12 Signs that Medication Reconciliation is Ideal

by Published On: Dec 16, 2011

If your medication reconciliation process could be designed without any limitations or barriers, what would it look like? A new toolkit from the Agency for Healthcare Research and Quality (AHRQ) suggests that an ideal reconciliation process:

  1. Is fully electronic and automated.
  1. Employs a standardized process across all care settings.
  1. Supports a multidisciplinary, team approach.
  1. Employs a single list, used by all clinicians within a care setting, to document and validate a patient's current medications upon admission.
  1. Features electronic access to the patient's medication information from various sources, including community pharmacies, physician offices and past medical records.
  1. Is fully integrated into the clinician’s workflow with effective prompts, reminders and/or forcing functions. These functions automatically populate the patient’s electronic medical record.
  1. Is fully integrated into the management of the patient’s medication regimens and is not considered to be an "additional task."
  1. Features advanced clinical decision support that integrates documented care plans with the patient's current medication regimen; compares this information to the medications ordered during the episode of care; electronically identifies unintended discrepancies; and alerts the clinician to those discrepancies.
  1. Includes electronic capabilities to assist the clinician with auto-substitution upon admission, based on formulary implications.
  1. Sends messages directly to physician pagers or inboxes when updates or changes to the patient's home medication list occur and/or when discrepancies are identified and require clarification.
  1. Has an electronic, seamless process to communicate medication lists—as well as changes to that list—to the next provider(s) of service.
  1. Makes sure patients and/or caregivers are active participants in the medication reconciliation process.

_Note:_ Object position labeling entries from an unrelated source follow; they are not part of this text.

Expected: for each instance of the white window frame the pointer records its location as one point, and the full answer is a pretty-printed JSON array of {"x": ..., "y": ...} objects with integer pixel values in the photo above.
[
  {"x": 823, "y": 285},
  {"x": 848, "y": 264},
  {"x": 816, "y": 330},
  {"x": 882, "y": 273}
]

The AHRQ toolkit is based on the Medications at Transitions and Clinical Handoffs (MATCH) program developed at Northwest Memorial Hospital in Chicago with AHRQ support. The toolkit provides a step-by-step guide to improving the medication reconciliation process and incorporates the lessons learned by health care facilities that have implemented the MATCH strategies. 

While the toolkit is based on processes developed in acute-care settings, it can be adapted for use in post-acute facilities, according to AHRQ.